Singapour, jeudi 11 octobre 2012 (J+425)

Publié le par journaldebordmadeinsingapour

Depuis lundi la Cité-Etat est secouée par une nouvelle polémique. Je résume sommairement mais amy-cheong.pngvous invite à visiter le très bon blog de Bernard qui relate le point (voir aussi les commentaires très intéressants) : http://singapour.blog.lemonde.fr/

Amy Cheong est sous directrice à la fédération des NTUC, le syndicat unique à Singapour, qui possède entre autres la plus grosse chaine de supermarchés et les compagnies de taxis de l’ile. Amy Cheong vit en HDB c’est-à-dire dans un habitat dense, mal insonorisé, ou la mixité raciale est de rigueur et savamment dosée. Sauf que samedi soir il y a un mariage malais au rez de chaussée de l’immeuble d’Amy Cheong, et que ça fait beaucoup beaucoup de bruit. Amy Cheong pète les plombs, sauf que comme elle est chinoise et qu’elle ne perd pas la face en public, elle se lâche sur son statut facebook. Pas de monstruosité raciste ni d’appel au djihad mais un certain ras le bol vulgaire de ses voisins malais.

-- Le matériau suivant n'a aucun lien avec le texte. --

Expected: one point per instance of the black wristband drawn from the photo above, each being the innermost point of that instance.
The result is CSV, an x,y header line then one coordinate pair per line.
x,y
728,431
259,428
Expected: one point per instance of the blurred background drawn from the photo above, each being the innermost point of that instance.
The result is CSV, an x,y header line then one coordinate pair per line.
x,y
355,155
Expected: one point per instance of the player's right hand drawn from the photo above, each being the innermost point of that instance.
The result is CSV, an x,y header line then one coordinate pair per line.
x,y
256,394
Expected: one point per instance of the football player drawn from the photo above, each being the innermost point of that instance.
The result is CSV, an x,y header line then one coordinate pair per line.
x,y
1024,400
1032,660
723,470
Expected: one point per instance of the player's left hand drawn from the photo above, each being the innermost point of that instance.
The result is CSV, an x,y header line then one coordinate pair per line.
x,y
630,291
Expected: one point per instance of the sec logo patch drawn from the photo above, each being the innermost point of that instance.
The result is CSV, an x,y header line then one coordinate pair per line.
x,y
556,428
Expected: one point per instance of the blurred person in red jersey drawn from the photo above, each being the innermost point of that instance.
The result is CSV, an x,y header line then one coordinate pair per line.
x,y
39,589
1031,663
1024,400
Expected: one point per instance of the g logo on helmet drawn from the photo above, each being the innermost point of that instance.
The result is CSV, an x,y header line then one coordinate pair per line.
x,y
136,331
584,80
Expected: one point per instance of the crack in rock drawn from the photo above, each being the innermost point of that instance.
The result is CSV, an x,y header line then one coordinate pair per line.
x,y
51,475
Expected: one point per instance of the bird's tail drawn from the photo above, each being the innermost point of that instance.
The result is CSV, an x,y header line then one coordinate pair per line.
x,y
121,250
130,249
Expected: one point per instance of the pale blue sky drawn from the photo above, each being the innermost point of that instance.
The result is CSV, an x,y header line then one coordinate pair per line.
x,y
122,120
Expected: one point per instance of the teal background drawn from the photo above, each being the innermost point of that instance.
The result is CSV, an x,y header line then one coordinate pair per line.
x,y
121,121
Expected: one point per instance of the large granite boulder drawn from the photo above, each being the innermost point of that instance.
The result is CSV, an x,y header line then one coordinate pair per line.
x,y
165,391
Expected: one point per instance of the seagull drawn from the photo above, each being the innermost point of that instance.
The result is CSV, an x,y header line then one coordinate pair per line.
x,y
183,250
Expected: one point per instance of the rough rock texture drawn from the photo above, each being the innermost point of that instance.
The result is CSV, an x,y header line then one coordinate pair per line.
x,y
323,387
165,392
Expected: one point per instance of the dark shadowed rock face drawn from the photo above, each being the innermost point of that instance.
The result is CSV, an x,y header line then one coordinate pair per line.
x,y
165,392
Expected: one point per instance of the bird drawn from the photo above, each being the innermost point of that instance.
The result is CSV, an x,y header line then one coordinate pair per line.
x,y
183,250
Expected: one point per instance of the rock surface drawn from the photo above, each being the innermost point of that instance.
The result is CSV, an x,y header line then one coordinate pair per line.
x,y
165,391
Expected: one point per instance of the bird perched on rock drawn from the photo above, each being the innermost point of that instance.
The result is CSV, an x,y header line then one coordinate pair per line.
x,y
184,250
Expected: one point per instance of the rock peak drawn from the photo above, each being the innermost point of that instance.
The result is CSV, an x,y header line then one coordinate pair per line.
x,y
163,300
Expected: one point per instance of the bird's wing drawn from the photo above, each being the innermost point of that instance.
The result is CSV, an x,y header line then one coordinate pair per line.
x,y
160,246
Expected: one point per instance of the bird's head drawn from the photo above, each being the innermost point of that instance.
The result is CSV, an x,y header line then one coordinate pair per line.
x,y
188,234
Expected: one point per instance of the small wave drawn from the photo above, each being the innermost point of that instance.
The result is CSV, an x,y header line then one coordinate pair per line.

Et là en 48h Amy Cheong, à cause de ce statut Facebook – perso, je précise- va voir sa vie s’effondrer et le pays se liguer contre elle. Rien que ça et je n’exagère pas du tout.

En quelques heures des pétitions circulent contre elle sur Facebook et dans les réseaux sociaux, le lendemain un inconnu porte plainte contre elle pour racisme, et à midi elle est virée de son job. La décision est approuvée par le Premier Ministre en personne en voyage à l’étranger. Et saluée unanimement par la presse depuis 5 jours. Plié. Amy Cheong ta vie vient d’être pulvérisée, tu peux changer de pays.  

Tout ça pour vous dire quoi ?

Que le sujet du racisme est bien un sujet clé du débat social du moment à Singapour, révélateur de puissantes tensions, voire de lignes de fractures dans la communauté nationale. Mais que surtout on sauve la face et les apparences au nom de « l’unité nationale et de la cohésion raciale » (mots clés dans le texte).

Et aussi que la liberté d’expression ça vaut son pesant d’or. Que si je peux écrire « f... Lee Kuan - bip » dans cette newsletter, je ne pourrai donc pas le mettre sur mon blog sans courir un risque (et je le prends quand meme, mais monsieur LKY, euh LK bip, ce n'est qu'un exemple parmi d'autres, j'aurais pu dire n'importe qui d'autre !!!). Alors qu’en France on peut parler « du bruit et de l’odeur » et garder son job de Président de la République. Amy Cheong, elle, ne parlait que du bruit samedi dernier.